Consumer surplus is the triangle above the equilibrium point shaded in black. This represents the number of consumers that were willing and able to pay more than the equilibrium price (P). As price increases the consumer surplus area decreases as fewer consumers are willing and able to pay a higher price. This is why the consumer surplus area starts to narrow as price increases.
Where is the producer surplus located
Producer surplus is the triangle below the equilibrium shaded in blue. This represents the number of producers that were willing and able to supply the good/service for less than the equilibrium price (P). As price decreases the producer surplus area decreases as fewer producers are willing and able to supply the good/service at the lower price. As the price decreases it will only be the more efficient producers that will be able to continue supplying the good/service at a profit or breakeven point.
How does a decrease in supply affect consumer surplus
When supply decreases there is a decrease in consumer surplus. This is due to the fact that a decrease in supply puts upwards pressure on the price of goods/services in the market causing them to rise from p to p1. In addition to this, the quantity of goods/services into the market decreases from Q to Q1. As a result of this, the number of consumers that are willing and able to pay a higher price than the market price decreases (DBP to DAP1)
How does a increase in supply affect consumer surplus
An increase in supply causes a decrease in the price of goods/service in the market (P to P1) as well as an increase in quantity (Q to Q1). As a result of the decrease in price, the number of people that are willing and able to pay a lower price than the market price (which is now P1) increases (DAP to DBP1).

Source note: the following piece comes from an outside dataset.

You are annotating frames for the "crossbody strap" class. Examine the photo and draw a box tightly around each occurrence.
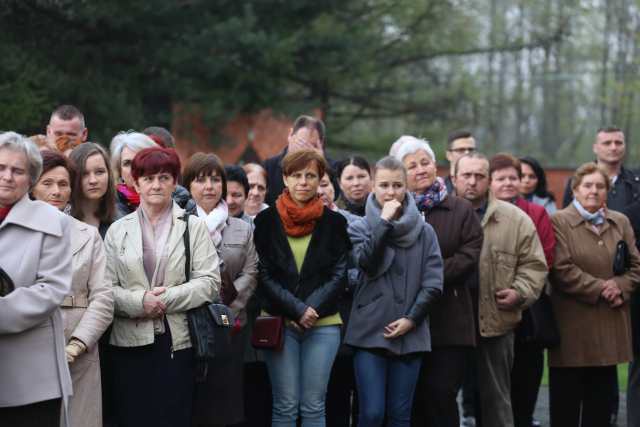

How does a decrease in demand affect producer surplus
A decrease in the demand for a good/service will result in a decrease in price (P to P1) as well as a reduction in the quantity of the good/service in the market (Q to Q1). As a result of this, producer surplus will decrease. This is because the lower price means that fewer firms will be able to carry on supplying the good/service at the same quantity or at all due to their inefficiencies. Therefore the number of producers that are willing and able to supply the good/service at a lower price than the market price decreases
How does a increase in demand affect a producer surplus
An increase in demand puts upwards pressure on the price of the good/service in a market. As a result of this, price increases from P to P1 as well as an increase in quantity from Q to Q1.